Sometimes the most interesting questions to ask in science are the ones about facts so commonplace that we don't usually even think about them.  For example: how did the Earth end up with the composition it has?

The crust of the Earth -- the part that (obviously) we're most familiar with -- is largely made of silicate rocks (especially feldspars), with a good bit of magnesium, aluminum, potassium, and sodium thrown in.  The mantle, the liquid-to-semisolid bit beneath the crust, is also rich in silicates, but as you go deeper the iron and magnesium content increases (minerals with those elements are generally denser than silicates, so the silicates float to the top).  The core is mainly iron and nickel.

The oceans and atmosphere are a thin layer that is insignificant in terms of contribution to the mass of the Earth as a whole.  (Pretty damn significant to life on Earth, of course.)  And the impressive mountains and valleys, not to mention things like the oceanic trenches, aren't as impressive as they seem from our vantage point.  I remember being blown away when one of my geology professors said that the highest mountain ranges and deepest trenches have less topographic relief than you find on a typical billiard ball.

The Earth formed during the early days of the Solar System from accretion of asteroids, dust, and debris that pulled together from what was probably a set of rings around the Sun similar to what still exists around the planet Saturn.  During that phase, the energy of the constant collisions and bombardment heated the nascent Earth to beyond the melting point of the rock that it was made of, rendering the whole mass molten, glowing orange-hot.  (Some of that heat is what still makes the interior of the Earth hot today; the rest comes from the breakdown of radioactive elements in the core and mantle.  It's what keeps the Earth tectonically active, and the liquid metallic outer core is very likely why our planet has a magnetic field.)

But the specific makeup of the particular rocks that came together early in Earth's history determined what we have here today.  That includes the water in our lakes, rivers, and oceans.  The vast majority of our water arrived during the coalescence of our world -- but we just found out a little more about that particular feature from a much more recent arrival.

On the 28th of February, 2021, a football-sized meteorite streaked across the skies of Winchcombe, a town in Gloucestershire, in the southwest of England.  The intense heating from friction in the atmosphere made the rock explode, and a large chunk of it landed in the driveway of Rob and Cathryn Wilcock, who donated it to the Natural History Museum of London.

Rob Wilcock's photograph of what was left of the Winchcombe meteorite after it smashed into his driveway in February of 2021

The meteorite turned out to be a carbonaceous chondrite, a rare sort of meteorite that is carbon and water-rich.  And the first cool thing was that when the scientists measured the hydrogen-to-deuterium ratio of the the water in the meteorite, they found that it was identical to that in the Earth's oceans.

But you want the kicker?  Also present in the Winchcombe meteorite were various amino acids and a slew of other organic compounds -- the biochemical building blocks of life.

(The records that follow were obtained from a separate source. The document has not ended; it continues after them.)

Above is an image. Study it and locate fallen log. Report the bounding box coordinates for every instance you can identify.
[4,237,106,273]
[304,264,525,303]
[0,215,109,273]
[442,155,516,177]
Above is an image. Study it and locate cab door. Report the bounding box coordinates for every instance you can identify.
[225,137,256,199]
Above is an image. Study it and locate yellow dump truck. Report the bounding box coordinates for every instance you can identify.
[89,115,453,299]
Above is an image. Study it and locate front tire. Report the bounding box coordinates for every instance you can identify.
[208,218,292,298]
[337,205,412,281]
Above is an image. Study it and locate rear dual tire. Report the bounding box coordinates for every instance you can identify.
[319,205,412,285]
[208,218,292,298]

It's discoveries like this that that make me even more certain there's life out there in the cosmos.  Intelligent life is another matter; we still have yet to explain the Fermi paradox (Enrico Fermi's comment that if extraterrestrial life is common, then "where is everybody?" -- a topic about which I wrote in some detail a while back).  But non-technological life?  I'd bet a significant amount of money that it'll turn out to be abundant.  Think of what we could learn from a biology that was entirely separate from us, that had no ancestral connection to anything on Earth.

The mind boggles.

Studies like the one just done on the Winchcombe meteorite give us a perspective not only on how our planet formed, but what else might be out there waiting for us to find.  To quote Carl Sagan: "The universe is a pretty big place.  If it's just us, it seems like an awful waste of space."